Bulutlar çekildiğinde,

Lacivertinde gök yüzünün,

tüm parlaklığıyla yaklaştığını göreceksin en derin arzularına

Doğru soruları sor yabancı,

Ulaşmak için kaderin geçmişi saran kollarına.

Yazacağın hikayelerden,

Varoluşunu ana taşıyan gizemli çekimden korkma.

Bazen parçalar hiç “bir” olmayacakmışçasına uzaklaşmadan birbirinden,

Aşacağı denizleri göremez ya insan,

Hep orada olan 

bir anda ilişiverir gözüne,

Alev alır umutların,

Gerçeğini çağrıştırır dolunay,

Hiç yaşanmamış olanların.

Her nefeste içine çektiğin zehir,

Seni bir an önce terk etmekten kurtaracak.

Zehir ki,

Nereye varacağını kestiremediğin yolu

Bir tuzak gibi sakladığı pençesinden kurtaracak zamanın.

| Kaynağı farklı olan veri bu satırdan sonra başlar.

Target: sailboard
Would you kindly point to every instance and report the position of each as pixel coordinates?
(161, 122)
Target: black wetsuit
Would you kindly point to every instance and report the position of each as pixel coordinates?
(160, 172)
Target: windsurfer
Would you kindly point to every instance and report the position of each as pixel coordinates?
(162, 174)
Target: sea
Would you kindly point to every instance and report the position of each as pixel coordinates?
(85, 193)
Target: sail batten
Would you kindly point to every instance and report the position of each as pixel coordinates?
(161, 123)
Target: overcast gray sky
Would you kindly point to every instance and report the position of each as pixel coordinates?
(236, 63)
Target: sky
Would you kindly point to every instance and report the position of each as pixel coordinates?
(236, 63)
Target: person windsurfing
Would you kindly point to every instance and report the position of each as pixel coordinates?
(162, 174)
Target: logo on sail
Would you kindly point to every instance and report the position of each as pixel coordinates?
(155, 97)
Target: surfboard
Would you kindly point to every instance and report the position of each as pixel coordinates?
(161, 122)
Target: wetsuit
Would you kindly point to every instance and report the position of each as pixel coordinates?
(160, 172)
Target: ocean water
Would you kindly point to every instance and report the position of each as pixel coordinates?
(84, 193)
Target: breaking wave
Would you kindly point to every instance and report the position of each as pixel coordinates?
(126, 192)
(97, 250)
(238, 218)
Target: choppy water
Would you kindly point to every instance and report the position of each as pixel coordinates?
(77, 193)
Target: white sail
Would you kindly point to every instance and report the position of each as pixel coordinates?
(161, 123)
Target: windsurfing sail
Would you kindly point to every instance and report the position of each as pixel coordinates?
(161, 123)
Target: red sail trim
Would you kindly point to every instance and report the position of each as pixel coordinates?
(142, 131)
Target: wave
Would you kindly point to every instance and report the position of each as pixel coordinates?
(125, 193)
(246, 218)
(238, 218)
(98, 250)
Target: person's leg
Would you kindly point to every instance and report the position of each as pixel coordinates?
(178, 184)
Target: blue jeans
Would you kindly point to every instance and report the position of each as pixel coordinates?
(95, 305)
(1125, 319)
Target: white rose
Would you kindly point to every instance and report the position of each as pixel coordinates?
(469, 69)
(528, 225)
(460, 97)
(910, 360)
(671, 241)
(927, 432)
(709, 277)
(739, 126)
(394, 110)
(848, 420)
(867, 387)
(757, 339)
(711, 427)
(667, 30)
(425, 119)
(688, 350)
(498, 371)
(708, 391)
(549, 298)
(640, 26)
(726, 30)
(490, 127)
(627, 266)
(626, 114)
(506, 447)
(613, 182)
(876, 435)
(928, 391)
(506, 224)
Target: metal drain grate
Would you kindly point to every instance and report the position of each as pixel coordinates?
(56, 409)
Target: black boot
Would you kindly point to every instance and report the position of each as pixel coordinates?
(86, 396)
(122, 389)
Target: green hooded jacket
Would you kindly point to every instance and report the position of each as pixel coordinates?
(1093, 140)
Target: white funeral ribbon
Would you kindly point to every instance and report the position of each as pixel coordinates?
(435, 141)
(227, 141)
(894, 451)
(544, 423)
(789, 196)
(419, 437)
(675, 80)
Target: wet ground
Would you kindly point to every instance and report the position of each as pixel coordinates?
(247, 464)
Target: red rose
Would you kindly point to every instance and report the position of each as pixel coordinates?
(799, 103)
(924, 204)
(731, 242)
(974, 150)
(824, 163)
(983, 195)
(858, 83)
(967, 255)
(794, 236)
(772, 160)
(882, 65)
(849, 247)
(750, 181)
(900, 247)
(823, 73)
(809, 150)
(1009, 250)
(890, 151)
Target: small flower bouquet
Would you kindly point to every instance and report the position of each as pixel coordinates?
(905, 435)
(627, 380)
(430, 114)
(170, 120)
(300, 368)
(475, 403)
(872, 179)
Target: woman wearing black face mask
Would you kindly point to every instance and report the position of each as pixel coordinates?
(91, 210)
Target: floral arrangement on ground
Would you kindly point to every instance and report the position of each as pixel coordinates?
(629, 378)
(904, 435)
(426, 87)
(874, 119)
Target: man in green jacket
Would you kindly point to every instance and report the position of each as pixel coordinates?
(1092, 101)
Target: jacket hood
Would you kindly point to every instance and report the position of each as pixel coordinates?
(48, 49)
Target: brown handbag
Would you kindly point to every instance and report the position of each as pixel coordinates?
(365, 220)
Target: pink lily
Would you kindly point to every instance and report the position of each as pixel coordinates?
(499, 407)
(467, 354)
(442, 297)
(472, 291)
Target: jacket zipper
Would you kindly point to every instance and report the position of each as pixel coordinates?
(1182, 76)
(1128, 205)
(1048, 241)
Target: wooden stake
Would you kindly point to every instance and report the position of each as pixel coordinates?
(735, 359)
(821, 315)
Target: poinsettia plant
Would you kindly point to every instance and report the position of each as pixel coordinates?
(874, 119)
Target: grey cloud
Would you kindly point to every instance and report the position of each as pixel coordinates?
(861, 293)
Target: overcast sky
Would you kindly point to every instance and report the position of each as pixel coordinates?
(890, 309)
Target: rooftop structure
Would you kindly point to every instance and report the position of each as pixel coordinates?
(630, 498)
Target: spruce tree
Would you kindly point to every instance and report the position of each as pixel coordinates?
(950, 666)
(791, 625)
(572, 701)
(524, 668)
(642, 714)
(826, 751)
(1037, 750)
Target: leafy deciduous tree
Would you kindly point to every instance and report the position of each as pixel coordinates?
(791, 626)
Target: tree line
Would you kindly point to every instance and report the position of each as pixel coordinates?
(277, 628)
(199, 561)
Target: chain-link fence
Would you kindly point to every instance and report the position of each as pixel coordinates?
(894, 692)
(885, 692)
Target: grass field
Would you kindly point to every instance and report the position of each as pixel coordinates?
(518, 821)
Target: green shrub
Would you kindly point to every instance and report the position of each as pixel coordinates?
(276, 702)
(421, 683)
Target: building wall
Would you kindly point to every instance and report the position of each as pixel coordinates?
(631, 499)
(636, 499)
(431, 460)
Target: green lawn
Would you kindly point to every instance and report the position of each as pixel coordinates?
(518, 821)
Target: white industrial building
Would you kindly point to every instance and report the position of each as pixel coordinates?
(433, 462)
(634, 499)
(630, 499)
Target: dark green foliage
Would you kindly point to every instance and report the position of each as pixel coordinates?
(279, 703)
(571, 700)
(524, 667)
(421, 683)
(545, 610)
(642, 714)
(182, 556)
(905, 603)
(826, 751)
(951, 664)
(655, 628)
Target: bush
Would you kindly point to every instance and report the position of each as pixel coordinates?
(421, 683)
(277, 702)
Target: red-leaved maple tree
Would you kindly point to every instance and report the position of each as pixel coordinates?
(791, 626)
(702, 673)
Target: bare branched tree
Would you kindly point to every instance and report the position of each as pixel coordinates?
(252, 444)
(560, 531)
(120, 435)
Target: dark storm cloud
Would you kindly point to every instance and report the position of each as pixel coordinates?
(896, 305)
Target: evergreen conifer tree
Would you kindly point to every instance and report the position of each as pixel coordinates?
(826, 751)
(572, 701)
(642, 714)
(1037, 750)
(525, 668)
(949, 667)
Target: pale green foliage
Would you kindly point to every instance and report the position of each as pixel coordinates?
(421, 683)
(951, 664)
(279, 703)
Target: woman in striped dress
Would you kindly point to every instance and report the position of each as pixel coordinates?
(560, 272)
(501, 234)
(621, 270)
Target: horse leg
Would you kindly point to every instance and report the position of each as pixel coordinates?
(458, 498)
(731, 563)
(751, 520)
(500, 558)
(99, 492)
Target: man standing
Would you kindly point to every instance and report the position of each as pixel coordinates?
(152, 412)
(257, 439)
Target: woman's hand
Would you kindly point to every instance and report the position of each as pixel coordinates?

Hiç var olmayacak bir paralel evrende sonsuz evren teorisinden bahsederken,

Cennete giden köprüde inançsızlığa kapılıp geri yürüyeceksin.

 

Hayat denen

Harita kullanmadan çıktığın ilk yalnız yolculuk.

 

Birer birer geçtiğin ağaçları son sürat geçmişe yollarken,

Arkana bakamayacağın uzunca yollara,

Aydınlanan gecenin sonsuz şafağına sür.

 

Pembe gökyüzünde

Güneş doğmadan gördüğün dolunayın hatırına.